Our California-based utilities client supplies natural gas and electricity to over 3 million customers every year. Since incorporating over 140 years ago, this Fortune 500 company has built more than 10,000 miles of underground power and 6,000 miles of overhead power.
Scaling machine learning
Our client had begun using models to respond to fire emergencies, but was struggling to scale operations to meet the intensity and unpredictability of business operations during fire season. Performance, reliability, auditability, and developer-friendly tools were major priorities for the client. They wanted a smooth transition to the cloud that maximized the work they had already put into their models, while architecting a future operating state that made model operations more collaborative, automated, and visible within the enterprise.
Success in the cloud
Our goal was to pair an innovative machine learning architecture and industry-leading best practices. The new architecture would improve scalability, reduce costs, establish an automated audit trail, and optimize business insights—all as part of our client’s forward-thinking cloud strategy. Using MLOps, solution architecture, and workflow best practices would help the team work effectively and enable new data scientists to onboard easily.

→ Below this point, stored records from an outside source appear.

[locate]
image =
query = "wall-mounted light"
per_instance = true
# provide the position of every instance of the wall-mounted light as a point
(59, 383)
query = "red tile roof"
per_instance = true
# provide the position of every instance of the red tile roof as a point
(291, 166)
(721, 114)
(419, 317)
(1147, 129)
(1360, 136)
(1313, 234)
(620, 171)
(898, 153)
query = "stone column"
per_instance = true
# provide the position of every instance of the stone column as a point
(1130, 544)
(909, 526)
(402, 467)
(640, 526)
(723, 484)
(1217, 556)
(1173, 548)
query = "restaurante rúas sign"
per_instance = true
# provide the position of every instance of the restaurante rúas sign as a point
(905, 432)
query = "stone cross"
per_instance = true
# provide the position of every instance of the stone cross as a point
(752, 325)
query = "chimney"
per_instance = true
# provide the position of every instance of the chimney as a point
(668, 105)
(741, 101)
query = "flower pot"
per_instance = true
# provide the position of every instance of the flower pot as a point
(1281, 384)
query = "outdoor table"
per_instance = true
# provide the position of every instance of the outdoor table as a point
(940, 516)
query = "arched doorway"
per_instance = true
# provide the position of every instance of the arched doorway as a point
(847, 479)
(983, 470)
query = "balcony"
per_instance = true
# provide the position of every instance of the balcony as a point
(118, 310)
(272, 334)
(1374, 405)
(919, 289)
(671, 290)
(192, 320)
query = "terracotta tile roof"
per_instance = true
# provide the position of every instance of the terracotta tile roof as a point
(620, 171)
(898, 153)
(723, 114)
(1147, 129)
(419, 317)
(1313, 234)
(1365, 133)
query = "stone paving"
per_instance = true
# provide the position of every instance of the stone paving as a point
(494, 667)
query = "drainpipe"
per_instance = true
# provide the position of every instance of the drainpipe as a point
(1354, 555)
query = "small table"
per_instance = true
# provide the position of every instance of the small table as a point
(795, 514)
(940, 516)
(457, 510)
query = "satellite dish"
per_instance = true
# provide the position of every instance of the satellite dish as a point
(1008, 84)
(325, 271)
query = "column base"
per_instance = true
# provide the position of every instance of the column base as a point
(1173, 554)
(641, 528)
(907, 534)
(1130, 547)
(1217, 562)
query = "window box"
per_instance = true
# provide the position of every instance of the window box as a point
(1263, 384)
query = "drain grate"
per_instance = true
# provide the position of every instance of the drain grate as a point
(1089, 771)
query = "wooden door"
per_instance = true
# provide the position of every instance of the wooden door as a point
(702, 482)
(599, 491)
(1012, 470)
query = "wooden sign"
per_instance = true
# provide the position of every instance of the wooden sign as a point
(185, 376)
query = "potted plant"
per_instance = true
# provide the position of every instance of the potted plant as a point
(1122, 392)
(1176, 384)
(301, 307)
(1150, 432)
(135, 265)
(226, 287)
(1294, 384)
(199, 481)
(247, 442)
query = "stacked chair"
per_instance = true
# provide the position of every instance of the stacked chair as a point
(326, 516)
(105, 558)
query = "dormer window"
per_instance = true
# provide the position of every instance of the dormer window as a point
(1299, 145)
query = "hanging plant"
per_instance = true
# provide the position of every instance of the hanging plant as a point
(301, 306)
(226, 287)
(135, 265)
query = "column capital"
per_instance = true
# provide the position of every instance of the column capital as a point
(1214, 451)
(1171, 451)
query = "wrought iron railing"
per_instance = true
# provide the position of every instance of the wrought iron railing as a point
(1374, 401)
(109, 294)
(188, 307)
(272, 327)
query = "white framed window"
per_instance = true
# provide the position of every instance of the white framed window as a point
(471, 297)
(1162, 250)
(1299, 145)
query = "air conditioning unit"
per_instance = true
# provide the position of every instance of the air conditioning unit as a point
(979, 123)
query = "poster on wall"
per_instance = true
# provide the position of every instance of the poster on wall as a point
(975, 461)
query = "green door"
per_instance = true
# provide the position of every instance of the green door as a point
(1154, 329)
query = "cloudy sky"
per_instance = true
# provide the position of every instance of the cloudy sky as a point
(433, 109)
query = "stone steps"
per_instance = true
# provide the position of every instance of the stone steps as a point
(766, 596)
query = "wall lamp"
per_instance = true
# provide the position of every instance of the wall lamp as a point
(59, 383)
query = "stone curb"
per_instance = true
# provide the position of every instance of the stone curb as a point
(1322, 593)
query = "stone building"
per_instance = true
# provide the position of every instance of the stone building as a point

For a scalable, cost-effective, and modern solution, we turned to AWS.
Compiling the data
Data science teams often develop features from a range of datasets housed in multiple systems, each with different update schedules and owners. One of our first priorities for this cloud migration was to place data into a cost-effective storage solution and enable low-latency querying using a cloud-native query engine. We selected Athena for querying; we leverage Glue and Wrangler to infer schemas and convert data files into performant formats. When selecting services and designing architecture, we considered feature complexity, data size, cross-team sharing, and model use cases.
Scalable machine learning
We chose SageMaker Studio as our data science platform. SageMaker leverages the power of Jupyter Notebooks with the tools and services available in AWS. Our solution combined SageMaker with the power of CI/CD pipelines, Terraform infrastructure as code, and distributed compute workflows to create a versatile environment for experimentation and model development. Deployment pathways enable quick model promotion into production using automated pipelines. Migrated models run faster in AWS with scalable compute, while development teams iterate faster with data, environments, and infrastructure that are established through SageMaker and ready to for use.
Model governance strategy for auditability and time savings
Technical debt is a reality for data science teams that are iterating rapidly to meet business demands. MLOps and model governance strategies can balance immediate needs with a long-term vision for growth and scalability. By putting model governance into practice using model registry, we automated the creation of audit trails and made versioning data, model artifacts, and models an automated process with approval gates built in to ensure only high-quality models go to production.
Our migration of these modeling activities has improved the data science team’s workflow and made delivering insights faster and easier. Data science teams can develop locally or in SageMaker for easy integration with familiar tools and workflows. When a model is ready for deployment, the promotion process can be automated and the advantages of model governance strategies, data pipelines, and CI/CD can be fully realized. Model predictions are easily accessible and permissioning is streamlined through IAM roles, so insights and records aren’t lost on a hard drive or delayed by a time-consuming permissioning processes.
A better system for a safer world
This cloud migration and MLOps implementation has had an immediate, positive impact on our client’s ability to prevent and mitigate wildfires. As climate conditions continue to change and wildfire threats emerge, our client is positioned to scale its operations to accommodate complex use cases and keep pace with innovation.